Why is $H_k(X^n) = H_k(X)$, $k < n$, where $X^n$ is the $n$-skeleton of the CW-complex $X$?
I am probably overlooking something trivial. I tried using the fact that $H_k(X^n,\emptyset)\cong H_k(X^{n-1},\emptyset) \cong \cdots \cong H_k(X^{k+1},\emptyset)$ but this appears to be a deadend.
On
Let $Y$ be $X$ with a open ball from one of its $m$ cells removed where $m>n$, we show that $H_k(X)\cong H_k(Y)$ for $k<m$. By induction this gives your desired result.
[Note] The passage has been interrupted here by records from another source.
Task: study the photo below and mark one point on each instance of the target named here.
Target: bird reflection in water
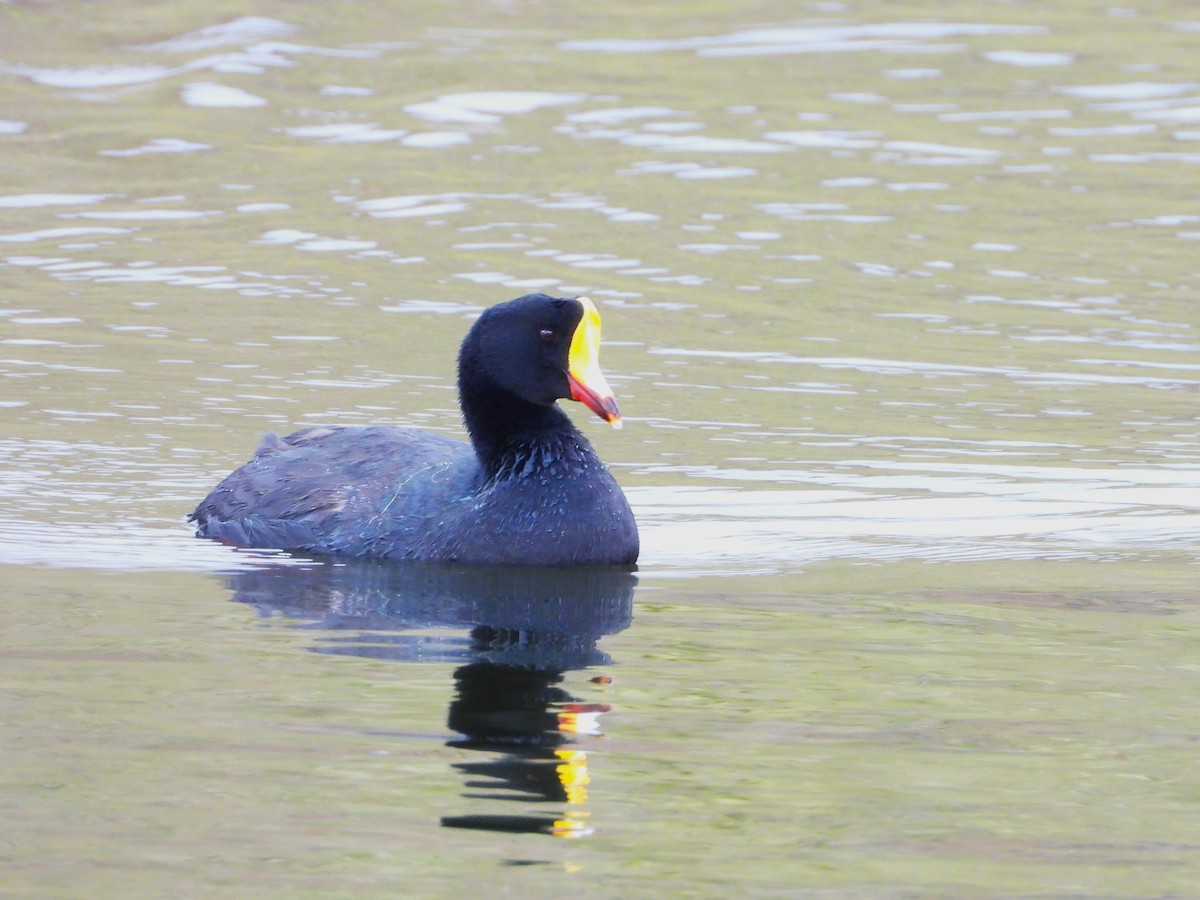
(526, 629)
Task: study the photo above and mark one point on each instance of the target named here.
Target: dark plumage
(528, 489)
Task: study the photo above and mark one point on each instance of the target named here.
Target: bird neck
(515, 438)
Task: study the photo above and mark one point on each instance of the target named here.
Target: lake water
(900, 307)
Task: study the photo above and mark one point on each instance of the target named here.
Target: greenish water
(899, 304)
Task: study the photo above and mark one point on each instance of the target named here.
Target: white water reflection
(893, 37)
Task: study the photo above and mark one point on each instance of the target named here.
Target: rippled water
(900, 309)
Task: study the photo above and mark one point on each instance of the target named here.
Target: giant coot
(528, 489)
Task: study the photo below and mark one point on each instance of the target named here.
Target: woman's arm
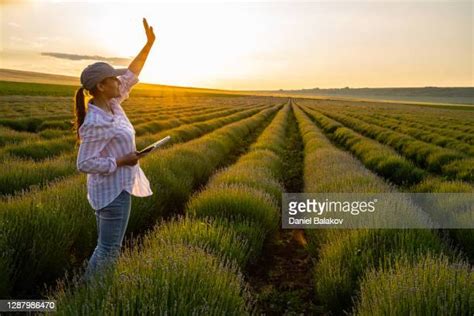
(137, 64)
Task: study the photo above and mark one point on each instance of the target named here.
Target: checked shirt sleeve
(127, 81)
(94, 138)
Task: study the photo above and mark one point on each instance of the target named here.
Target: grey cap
(96, 72)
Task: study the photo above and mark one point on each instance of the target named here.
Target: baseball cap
(96, 72)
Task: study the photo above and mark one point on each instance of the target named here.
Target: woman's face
(109, 87)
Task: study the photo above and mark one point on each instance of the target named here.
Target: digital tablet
(155, 145)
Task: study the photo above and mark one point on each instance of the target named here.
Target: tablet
(155, 145)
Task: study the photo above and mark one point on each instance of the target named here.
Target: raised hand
(149, 32)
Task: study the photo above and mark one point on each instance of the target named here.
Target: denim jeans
(112, 223)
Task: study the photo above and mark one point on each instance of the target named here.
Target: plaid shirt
(104, 138)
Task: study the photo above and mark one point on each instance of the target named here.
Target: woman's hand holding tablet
(153, 146)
The isomprphism follows from the long exact sequence of a pair once we show that $H_k(X,Y)=0$. This follows from excision, since it is isomorphic to $H_k(B^m,S^{m-1})$ where $B^m$ is a $m$ dimensional ball and $S^{m-1}$ its boundary. Finally $H_k(B^m,S^{m-1})=0$ for $k<m$.
You went in the wrong direction. Use that $H_k(X^n,\emptyset) \cong H_k(X^{n+1},\emptyset) \cong H_k(X^{n+2},\emptyset) \cong \cdots$, together with the usual limiting argument based on the fact that every chain is supported in some finite dimensional skeleton.